How to make the most of your rest days

Rest days are all but useless to you if they’re not done right. To get the most out of your rest day, consider the following:

Nutrition

Generally, you don’t need as many calories on rest days since you’re not as active. But rather than set about omitting a specific number of calories, let your body lead the way. It’ll naturally require less food through satiety and hunger cues.

Ensure you get enough protein into your system. Adequate protein intake helps with muscle repair and growth. 1.2 to 2.0 grams of protein per kilogram of body weight each day is recommended for active people. Make to space this evenly throughout the day.

Also, focus on complex carbs to restore your glycogen levels. You’ll need between 3 to 10 grams per kilogram of body weight per day, depending on your activity level. Make sure to stay hydrated throughout the day too. This helps prevent muscle cramps. Fruits and vegetables will also offer healthy carbs that aid recovery.

Yoga

Yoga is one of the best things to do on a rest day. It helps improve breathing, body awareness and flexibility. It will help you loosen your muscles and build strength at the same time.

A few well-chosen routines will promote calmness and leave you refreshed enough to face the next workout. You don’t have to sweat at it either. Only 10 to 15 minutes per day will do.

Low-impact workout

Rest days don’t necessarily mean off days as far as exercise is concerned.
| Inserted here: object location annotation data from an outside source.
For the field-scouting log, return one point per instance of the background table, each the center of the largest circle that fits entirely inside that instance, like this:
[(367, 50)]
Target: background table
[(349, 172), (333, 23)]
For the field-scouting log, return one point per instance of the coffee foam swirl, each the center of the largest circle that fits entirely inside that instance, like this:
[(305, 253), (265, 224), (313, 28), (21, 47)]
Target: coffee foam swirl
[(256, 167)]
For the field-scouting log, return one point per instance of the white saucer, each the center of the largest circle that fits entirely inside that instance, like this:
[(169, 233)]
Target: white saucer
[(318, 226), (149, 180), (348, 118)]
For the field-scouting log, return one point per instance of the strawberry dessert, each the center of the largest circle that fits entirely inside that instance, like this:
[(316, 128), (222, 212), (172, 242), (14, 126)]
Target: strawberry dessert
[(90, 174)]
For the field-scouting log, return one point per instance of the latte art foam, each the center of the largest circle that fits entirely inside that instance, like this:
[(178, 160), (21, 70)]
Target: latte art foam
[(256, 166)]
You can still stay active through low impact workouts that let you exercise without overstressing your body.

Walking, dancing, biking, and casual swimming are all great activities that will also help you enjoy your exercise and relax while you’re at it.

Conclusion

So, keep in mind that while exercise does you a world of good, it’s no use to you if you’re a burned-out shell.

Plan your activities carefully between light-moderate and moderate-intense activities with evenly spaced rest days. This ensures that you get the absolute optimum out of your workouts and still feel great afterward.